IMAGENS ELETRÔNICAS:
DAVI LUCENA
MARIANA CALDAS
PALOMA TECIDOS JOÃO PESSOA - PB

MEMORIAL EXPLICATIVO

O lote (lacuna) na está situado na Rua Eurípedes Tavares, lote 430, Bairro do Centro de João Pessoa-PB, inserido na Área de Preservação de Entorno segundo o Instituto do Patrimônio Histórico e Artístico do Estado da Paraíba – IPHAEP. Desta forma algumas restrições foram consideradas na concepção arquitetônica enquanto interpretação pertinente da legislação atuante: que a inserção da edificação abordada apesar de não estar na Área de Preservação Rigorosa-APR, deve ser pensada de modo que não comprometa a ambiência urbana do lugar e nem a própria história evolutiva dos fatos urbanos a partir da arquitetura e dos usos contemporâneos. Para a isso foi levado em consideração a utilização de materiais que não destoem danosamente da paisagem existente, inclusive no emprego semelhante da coberta que mantem o mesmo tom cromático em relação as edificações vizinhas, ou seja, respeito ao conceito da quinta fachada. Em relação aos parâmetros urbanísticos de uso, taxa de ocupação, índice de aproveitamento e recuos, o edifício em abordagem seguiu o Código de Urbanismo Municipal visto que, mesmo sabendo que as atribuições de salvaguarda da paisagem e da ambiência urbana nesta área competem ao IPHAEP, foi verificado que não há nenhuma edificação de conservação e de valor arquitetônico, histórico e cultural que servisse de referência.

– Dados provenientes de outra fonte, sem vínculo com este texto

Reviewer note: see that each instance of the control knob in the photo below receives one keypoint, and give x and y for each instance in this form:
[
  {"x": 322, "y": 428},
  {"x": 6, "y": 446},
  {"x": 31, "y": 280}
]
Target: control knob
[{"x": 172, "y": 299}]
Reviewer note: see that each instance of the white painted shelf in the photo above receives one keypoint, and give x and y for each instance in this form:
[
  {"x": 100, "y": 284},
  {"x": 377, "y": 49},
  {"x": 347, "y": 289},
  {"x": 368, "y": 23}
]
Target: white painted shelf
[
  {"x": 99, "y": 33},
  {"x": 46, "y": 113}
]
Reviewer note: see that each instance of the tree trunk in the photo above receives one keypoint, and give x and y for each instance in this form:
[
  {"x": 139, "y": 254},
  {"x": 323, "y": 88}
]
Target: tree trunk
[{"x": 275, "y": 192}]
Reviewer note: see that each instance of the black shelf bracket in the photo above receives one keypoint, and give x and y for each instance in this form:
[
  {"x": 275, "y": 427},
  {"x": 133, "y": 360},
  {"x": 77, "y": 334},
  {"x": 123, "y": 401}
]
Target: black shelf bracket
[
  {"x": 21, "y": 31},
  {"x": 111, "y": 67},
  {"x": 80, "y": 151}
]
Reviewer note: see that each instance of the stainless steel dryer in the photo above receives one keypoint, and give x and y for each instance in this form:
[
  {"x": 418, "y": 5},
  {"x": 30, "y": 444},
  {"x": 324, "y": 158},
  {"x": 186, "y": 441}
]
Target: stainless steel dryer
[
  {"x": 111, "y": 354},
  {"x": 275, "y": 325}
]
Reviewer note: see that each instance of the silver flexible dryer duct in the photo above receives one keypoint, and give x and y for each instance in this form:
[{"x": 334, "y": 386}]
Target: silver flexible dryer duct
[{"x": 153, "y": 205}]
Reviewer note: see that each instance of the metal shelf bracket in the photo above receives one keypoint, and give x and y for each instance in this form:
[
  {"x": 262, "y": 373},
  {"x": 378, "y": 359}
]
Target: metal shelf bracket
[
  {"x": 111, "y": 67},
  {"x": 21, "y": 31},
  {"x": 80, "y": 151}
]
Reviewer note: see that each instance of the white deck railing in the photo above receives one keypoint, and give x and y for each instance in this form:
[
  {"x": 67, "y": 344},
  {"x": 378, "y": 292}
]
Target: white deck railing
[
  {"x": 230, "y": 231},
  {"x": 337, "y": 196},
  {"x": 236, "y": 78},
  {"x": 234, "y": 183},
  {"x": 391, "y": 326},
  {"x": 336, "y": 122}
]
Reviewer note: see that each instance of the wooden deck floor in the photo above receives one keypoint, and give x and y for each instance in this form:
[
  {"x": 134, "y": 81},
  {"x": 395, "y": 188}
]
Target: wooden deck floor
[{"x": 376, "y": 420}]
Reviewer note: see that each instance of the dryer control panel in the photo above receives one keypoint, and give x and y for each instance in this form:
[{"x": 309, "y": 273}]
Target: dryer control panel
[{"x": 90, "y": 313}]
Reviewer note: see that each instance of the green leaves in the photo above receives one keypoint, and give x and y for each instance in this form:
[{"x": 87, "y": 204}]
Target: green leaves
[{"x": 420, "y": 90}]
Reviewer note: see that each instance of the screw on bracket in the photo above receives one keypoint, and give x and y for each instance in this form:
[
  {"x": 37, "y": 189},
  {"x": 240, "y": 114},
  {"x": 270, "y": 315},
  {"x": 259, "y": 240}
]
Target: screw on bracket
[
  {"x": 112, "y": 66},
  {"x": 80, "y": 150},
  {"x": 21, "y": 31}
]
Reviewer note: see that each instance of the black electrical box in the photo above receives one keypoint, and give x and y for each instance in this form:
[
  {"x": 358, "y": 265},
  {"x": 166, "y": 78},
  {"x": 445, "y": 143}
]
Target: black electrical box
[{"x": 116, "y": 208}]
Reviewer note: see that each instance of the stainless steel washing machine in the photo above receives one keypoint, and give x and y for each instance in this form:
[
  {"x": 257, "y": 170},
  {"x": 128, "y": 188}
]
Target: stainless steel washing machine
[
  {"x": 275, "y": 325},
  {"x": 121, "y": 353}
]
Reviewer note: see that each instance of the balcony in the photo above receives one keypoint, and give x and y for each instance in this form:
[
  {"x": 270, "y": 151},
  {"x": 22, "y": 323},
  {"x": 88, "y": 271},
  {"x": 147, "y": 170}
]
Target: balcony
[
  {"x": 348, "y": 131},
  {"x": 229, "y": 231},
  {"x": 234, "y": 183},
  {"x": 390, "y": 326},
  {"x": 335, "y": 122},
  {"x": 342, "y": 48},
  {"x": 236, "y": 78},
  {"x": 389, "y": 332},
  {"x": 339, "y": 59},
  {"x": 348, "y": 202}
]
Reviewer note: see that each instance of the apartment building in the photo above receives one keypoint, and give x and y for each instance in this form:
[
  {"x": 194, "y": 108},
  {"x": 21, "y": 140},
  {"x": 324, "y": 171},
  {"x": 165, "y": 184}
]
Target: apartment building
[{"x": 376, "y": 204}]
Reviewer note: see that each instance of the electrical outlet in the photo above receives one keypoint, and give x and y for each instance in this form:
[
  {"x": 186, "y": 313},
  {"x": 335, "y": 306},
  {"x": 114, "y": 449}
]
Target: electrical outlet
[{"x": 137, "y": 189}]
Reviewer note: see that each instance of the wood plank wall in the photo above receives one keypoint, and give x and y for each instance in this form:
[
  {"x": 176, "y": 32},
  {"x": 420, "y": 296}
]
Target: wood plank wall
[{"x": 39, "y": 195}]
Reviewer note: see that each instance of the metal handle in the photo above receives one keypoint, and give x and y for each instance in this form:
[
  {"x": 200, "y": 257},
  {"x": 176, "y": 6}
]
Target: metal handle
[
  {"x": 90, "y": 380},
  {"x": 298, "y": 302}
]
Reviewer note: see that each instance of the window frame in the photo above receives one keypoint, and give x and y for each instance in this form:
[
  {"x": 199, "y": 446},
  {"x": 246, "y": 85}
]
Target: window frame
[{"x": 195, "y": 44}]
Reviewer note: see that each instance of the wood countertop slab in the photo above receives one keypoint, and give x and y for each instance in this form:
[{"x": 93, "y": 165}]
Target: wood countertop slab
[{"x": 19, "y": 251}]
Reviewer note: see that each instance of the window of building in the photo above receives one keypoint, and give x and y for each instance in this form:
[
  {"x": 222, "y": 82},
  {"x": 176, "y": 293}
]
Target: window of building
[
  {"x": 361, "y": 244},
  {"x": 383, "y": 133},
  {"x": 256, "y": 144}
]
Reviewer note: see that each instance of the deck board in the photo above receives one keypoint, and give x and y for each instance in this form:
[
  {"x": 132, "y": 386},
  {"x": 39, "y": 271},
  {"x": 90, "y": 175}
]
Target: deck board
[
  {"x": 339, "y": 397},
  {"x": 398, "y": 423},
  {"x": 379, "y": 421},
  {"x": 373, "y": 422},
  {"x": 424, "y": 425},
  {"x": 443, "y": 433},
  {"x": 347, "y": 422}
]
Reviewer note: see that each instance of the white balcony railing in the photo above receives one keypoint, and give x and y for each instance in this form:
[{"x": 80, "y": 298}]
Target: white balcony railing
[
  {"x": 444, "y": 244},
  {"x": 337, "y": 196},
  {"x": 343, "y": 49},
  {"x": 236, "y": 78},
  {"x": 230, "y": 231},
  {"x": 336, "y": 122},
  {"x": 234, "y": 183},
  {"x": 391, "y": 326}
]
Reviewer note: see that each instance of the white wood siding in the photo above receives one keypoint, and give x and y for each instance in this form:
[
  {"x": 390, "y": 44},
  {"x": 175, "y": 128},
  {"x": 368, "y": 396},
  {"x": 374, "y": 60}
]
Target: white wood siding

Ainda em respeito a legislação municipal de uso e ocupação do solo foi recuado 5.35m na parte posterior do terreno para atingir 69% de taxa de ocupação, atendendo assim ao exigido (no Código de Urbanismo o máximo da taxa de ocupação é de 70%).

Sendo assim, a obra a ser construída visa respeitar tais condicionantes legais, condizente também com a possibilidade de utilização dos espaços internos compatível com as atividades de um edifício comercial que priorize questões funcionais, ergonômicas, e de conforto ambiental. Em função da necessidade especifica de uso da própria dinâmica urbana atual, os edifícios comerciais adquirem características físicas, funcionais e compositivas próprias. Para este caso, a volumetria prioriza a utilização de linhas retas, volumes prismáticos, resultando assim em uma composição arquitetônica livre de adornos e detalhes que possam comprometer a identidade arquitetônica e o impacto nocivo a paisagem no qual o mesmo está inserido. Não foi respeitada também nenhuma linha compositiva das edificações do entorno por considerar que não existe nenhum prédio de valor arquitetônico relevante ao ponto de influenciar na concepção volumétrica do edifício em questão.